Mashables: A Magic: The Gathering game came to a head in the early hours of Friday morning in St. Cloud, Minnesota when one agitated player attacked his opponent, sending him to the hospital with several stab wounds.
Elijia Dale Creech, 31, called 911 just after midnight on Friday and admitted he stabbed someone in his apartment, saying he thought the victim was dying, Fox 9 reported Friday. The 20-year-old victim was hit in the face with a rubber mallet and stabbed seven times in his neck and cheek, investigators learned.
The unnamed victim was taken to St. Cloud Hospital and received treatment for his injuries, which were not believed to be life threatening, Fox 9 reported.
The two individuals got into an argument over their competitive card game, which escalated into violence.
Creech was taken into custody on suspicion of first and second degree assault charges. Creech had a prior conviction for possession of an explosive with intent, prompting the St. Cloud Fire Department of Hazardous Materials Response Team to test the apartment for hazardous materials. The tests came back negative, Fox 9 reported.

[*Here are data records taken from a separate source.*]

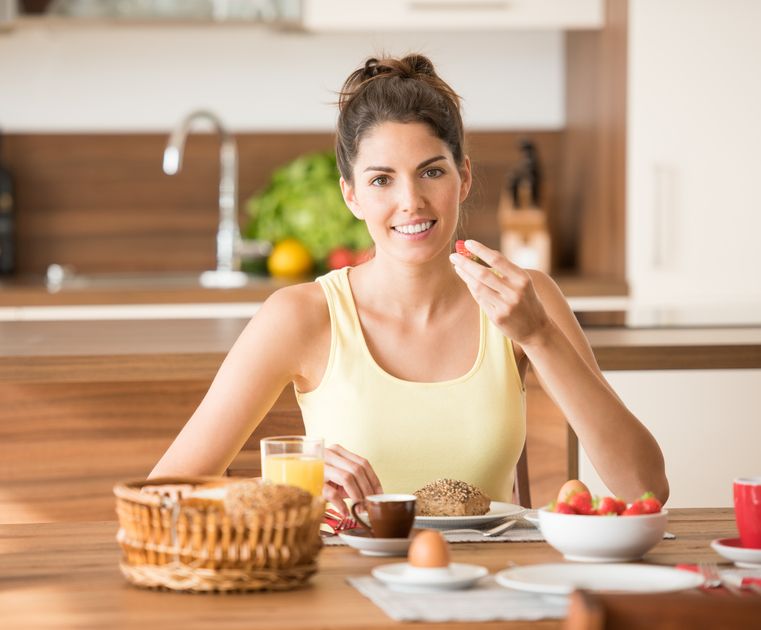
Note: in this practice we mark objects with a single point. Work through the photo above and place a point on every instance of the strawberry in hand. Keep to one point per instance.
(460, 248)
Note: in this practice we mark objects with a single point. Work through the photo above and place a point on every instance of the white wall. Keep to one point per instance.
(694, 150)
(144, 78)
(707, 422)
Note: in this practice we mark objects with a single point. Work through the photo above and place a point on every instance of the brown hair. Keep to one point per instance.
(398, 90)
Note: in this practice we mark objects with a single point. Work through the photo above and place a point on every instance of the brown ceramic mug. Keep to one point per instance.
(391, 515)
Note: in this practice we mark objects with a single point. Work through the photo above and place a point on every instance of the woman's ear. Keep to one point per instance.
(350, 198)
(467, 179)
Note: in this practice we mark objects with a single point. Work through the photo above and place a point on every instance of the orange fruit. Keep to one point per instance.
(289, 258)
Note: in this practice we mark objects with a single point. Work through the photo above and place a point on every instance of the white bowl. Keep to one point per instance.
(602, 538)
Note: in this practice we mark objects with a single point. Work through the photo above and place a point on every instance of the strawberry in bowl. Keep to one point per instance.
(593, 529)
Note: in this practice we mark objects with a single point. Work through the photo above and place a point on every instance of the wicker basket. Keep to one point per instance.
(194, 546)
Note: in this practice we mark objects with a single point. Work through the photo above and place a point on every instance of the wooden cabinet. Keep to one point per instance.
(457, 15)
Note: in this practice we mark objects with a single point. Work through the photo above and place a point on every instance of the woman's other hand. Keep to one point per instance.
(508, 299)
(347, 475)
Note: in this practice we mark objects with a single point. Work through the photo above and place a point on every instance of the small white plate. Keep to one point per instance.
(732, 549)
(368, 546)
(402, 577)
(497, 511)
(562, 579)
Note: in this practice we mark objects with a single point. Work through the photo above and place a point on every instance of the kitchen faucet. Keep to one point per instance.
(227, 273)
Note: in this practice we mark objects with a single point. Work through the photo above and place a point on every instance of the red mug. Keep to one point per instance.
(747, 491)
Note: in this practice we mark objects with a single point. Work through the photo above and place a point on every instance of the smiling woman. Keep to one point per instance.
(411, 364)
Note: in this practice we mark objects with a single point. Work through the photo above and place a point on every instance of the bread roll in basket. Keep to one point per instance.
(217, 534)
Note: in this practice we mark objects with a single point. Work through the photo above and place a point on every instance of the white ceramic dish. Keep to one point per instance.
(732, 549)
(562, 579)
(369, 546)
(402, 577)
(602, 538)
(497, 511)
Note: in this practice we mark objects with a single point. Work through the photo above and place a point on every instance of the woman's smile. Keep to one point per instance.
(414, 230)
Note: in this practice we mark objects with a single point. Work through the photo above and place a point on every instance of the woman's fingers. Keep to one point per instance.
(335, 496)
(496, 260)
(364, 465)
(349, 472)
(484, 290)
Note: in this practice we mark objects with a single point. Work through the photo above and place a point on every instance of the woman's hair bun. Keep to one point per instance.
(407, 67)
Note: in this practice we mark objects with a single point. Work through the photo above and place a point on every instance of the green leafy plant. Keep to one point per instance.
(303, 201)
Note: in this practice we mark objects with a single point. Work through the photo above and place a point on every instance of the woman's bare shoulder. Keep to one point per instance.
(299, 310)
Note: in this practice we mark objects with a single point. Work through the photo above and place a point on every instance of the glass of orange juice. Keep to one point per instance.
(296, 460)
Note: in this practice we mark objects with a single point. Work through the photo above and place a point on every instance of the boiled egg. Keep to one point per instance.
(428, 550)
(572, 486)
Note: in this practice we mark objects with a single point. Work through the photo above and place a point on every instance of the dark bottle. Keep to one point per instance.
(526, 179)
(7, 223)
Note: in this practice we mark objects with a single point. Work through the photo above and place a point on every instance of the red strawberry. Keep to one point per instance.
(635, 509)
(564, 508)
(611, 505)
(460, 248)
(581, 502)
(650, 505)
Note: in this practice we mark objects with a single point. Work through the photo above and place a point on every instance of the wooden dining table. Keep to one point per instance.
(66, 575)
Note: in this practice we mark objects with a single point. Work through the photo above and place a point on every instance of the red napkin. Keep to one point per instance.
(750, 581)
(333, 522)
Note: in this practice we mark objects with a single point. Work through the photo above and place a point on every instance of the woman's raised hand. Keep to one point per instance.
(508, 299)
(347, 475)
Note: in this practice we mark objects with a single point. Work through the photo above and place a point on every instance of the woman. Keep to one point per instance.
(411, 365)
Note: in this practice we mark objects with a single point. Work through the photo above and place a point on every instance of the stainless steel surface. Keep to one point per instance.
(227, 273)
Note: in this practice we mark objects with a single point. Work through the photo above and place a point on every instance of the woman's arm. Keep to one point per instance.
(530, 309)
(263, 360)
(279, 343)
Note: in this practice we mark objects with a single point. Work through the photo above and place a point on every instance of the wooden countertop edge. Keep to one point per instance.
(177, 366)
(184, 366)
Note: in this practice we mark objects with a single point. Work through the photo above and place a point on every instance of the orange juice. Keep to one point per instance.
(296, 470)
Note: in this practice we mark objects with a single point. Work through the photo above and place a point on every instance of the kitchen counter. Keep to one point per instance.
(86, 403)
(173, 288)
(194, 348)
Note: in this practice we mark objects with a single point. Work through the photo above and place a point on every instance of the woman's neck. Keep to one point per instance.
(416, 293)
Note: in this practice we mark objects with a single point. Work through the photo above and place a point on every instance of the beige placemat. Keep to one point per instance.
(486, 601)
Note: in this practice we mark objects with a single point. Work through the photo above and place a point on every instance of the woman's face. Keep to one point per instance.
(408, 190)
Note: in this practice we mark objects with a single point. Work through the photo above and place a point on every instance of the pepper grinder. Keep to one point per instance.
(7, 222)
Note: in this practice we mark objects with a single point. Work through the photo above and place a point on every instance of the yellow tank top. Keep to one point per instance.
(470, 428)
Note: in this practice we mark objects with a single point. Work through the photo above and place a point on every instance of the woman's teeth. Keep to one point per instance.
(414, 229)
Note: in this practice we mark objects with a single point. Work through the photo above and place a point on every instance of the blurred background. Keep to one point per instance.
(615, 144)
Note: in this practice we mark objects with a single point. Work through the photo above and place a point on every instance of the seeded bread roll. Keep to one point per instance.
(450, 497)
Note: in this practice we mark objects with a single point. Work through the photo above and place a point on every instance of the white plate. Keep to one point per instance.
(561, 579)
(730, 548)
(369, 546)
(497, 511)
(402, 577)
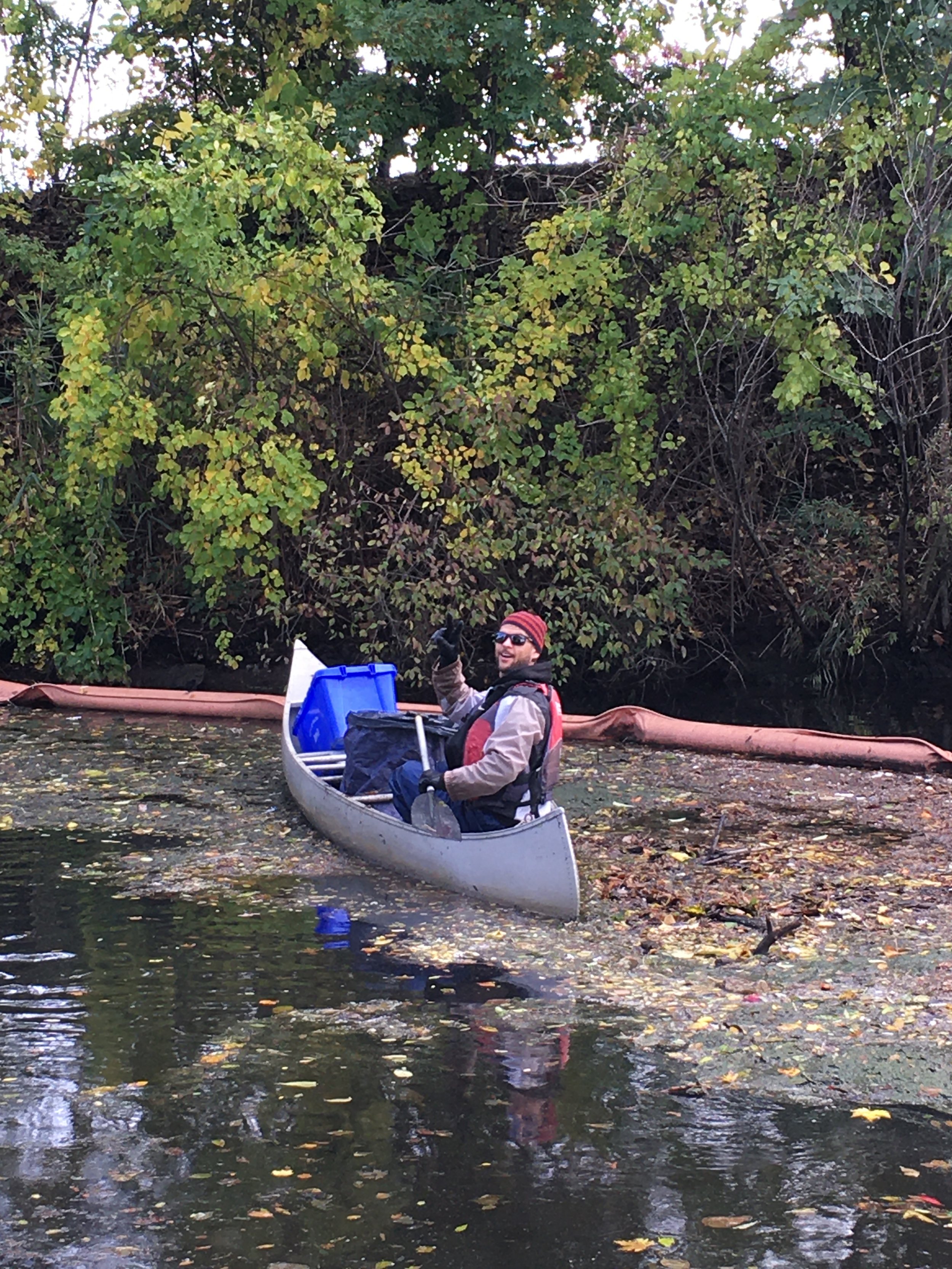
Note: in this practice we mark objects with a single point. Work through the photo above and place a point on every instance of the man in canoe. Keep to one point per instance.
(503, 759)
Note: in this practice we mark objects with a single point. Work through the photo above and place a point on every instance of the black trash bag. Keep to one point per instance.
(377, 743)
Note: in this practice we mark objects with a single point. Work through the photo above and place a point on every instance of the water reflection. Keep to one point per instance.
(155, 1113)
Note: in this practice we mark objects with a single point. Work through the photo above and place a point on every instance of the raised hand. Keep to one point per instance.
(446, 640)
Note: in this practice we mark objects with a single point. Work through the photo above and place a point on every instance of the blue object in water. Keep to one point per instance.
(334, 693)
(334, 922)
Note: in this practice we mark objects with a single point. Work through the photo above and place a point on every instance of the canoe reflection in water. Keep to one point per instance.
(531, 1063)
(529, 1059)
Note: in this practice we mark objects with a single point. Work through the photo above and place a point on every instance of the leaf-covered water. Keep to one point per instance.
(155, 1112)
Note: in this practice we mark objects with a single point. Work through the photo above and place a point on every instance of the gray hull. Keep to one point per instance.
(531, 866)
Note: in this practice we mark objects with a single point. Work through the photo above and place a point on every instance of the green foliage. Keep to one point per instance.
(703, 390)
(219, 301)
(457, 83)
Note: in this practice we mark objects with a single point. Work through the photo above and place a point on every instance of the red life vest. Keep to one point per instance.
(534, 785)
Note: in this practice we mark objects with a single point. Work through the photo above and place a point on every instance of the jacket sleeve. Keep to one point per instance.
(507, 754)
(455, 694)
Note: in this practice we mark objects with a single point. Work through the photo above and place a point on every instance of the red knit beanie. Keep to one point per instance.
(534, 626)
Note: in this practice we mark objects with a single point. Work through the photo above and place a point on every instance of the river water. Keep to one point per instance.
(200, 1084)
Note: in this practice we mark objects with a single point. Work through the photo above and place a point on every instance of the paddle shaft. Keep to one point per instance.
(422, 743)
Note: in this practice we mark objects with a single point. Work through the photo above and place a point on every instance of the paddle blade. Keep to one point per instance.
(434, 816)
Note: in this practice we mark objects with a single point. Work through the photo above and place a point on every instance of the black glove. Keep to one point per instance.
(432, 781)
(447, 641)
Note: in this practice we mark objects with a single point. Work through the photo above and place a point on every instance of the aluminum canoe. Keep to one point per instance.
(531, 866)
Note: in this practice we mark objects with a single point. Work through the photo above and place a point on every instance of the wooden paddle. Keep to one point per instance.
(428, 812)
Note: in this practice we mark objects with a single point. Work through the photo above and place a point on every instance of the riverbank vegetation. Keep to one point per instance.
(690, 399)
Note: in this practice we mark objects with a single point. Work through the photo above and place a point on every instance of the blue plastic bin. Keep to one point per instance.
(322, 720)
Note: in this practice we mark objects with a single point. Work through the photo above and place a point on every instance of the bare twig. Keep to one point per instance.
(718, 834)
(773, 936)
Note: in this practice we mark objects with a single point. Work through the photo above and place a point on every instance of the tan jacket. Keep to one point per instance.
(508, 749)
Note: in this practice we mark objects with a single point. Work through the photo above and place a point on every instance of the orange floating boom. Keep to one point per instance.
(626, 723)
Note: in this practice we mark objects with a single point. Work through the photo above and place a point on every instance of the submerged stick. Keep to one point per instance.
(773, 936)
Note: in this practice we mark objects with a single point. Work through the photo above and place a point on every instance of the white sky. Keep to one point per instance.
(110, 89)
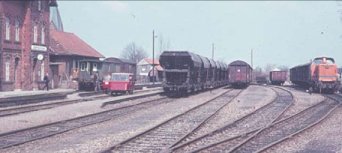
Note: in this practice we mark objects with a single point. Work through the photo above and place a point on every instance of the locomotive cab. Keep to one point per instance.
(121, 83)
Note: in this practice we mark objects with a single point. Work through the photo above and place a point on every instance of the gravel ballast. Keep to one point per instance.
(95, 138)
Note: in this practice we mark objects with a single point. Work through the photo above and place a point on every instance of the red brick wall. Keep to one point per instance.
(28, 15)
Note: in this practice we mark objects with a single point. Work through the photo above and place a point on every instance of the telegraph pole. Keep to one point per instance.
(153, 57)
(252, 58)
(212, 51)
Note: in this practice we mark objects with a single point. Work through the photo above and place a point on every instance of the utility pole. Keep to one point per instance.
(252, 58)
(212, 51)
(153, 57)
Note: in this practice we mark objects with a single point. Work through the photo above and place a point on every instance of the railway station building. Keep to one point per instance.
(24, 43)
(71, 59)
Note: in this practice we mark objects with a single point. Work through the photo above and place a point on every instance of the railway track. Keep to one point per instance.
(261, 139)
(164, 134)
(47, 105)
(18, 137)
(247, 125)
(37, 107)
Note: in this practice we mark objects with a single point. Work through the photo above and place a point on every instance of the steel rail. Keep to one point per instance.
(31, 108)
(267, 107)
(120, 144)
(22, 136)
(258, 133)
(302, 130)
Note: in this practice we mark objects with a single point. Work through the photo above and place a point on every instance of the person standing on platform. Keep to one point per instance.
(46, 81)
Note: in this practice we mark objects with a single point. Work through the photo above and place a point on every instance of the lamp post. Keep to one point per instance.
(153, 56)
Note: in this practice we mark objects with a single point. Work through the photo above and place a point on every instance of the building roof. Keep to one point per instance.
(150, 61)
(119, 60)
(64, 43)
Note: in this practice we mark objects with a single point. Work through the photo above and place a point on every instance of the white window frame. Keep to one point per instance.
(17, 31)
(35, 34)
(42, 71)
(7, 29)
(83, 66)
(39, 5)
(95, 67)
(7, 71)
(43, 35)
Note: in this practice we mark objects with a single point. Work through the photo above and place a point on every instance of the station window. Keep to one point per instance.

Smh. Gotta respect the game bro. I get it. Sometimes you spend hours putting in the time and thought process into building a deck. Gotta spread the right amount of mana and gotta get the mana curve right with your ratio of spells and creatures. A lot goes into it but when you have the deck built and ready to go you feel proud of it. you shuffle, shake hands and start the game then out of no where you have your starting 7 not right and then you realize you gotta mulligan. and then you mulligan again. Sure your hand may be fine now but you’re behind in card advantage and then your opponent already played like 5 things in 1 turn probably. You’re trying to stay in the game chump blocking everything they throw at you but you’re still surviving. The only life total that matters is 1 after all and you just pray you’re gonna top deck something that’ll change the game. Next thing you know its like turn 12, you pull the exact card you need to make a combo go off that’ll win you the game and then suddenly they play a blue spell to counter it and some how return all cards to your hand and before you can even let the stack resolve, his head’s on the side of the table bleeding with a rubber mallet in your hand and a cold sweet dripping down your face staring at your buddy with stab wounds. That’s what happens when you play against people who are running blue. Just controlling everything you’re doing. I don’t even know what the hell the scenario is but I guarantee that’s what happened. Maybe a slight chance of some rule discrepancy that lead to scissor wounds but more likely than not he played something blue. Like if it was some board whip you almost gotta respect it. If it was some burn spells, that’s expected against something red. But when they play something blue it just always seems like it ruins everything in the most annoying fashion ever. All things considered, I get why this kid got a mallet to their dome, but we’ve all been there before. Can’t just go swinging when the cards don’t go your way guy.

P.s- He’s 31. In all truths you should stop playing after like 15. I’ve been to card shops before. weird batch of people. To simply put it, On a Friday night you’ll see at least 10 off brand sneaker with velcro straps, and there might be 1 chick you’d think about having sex with.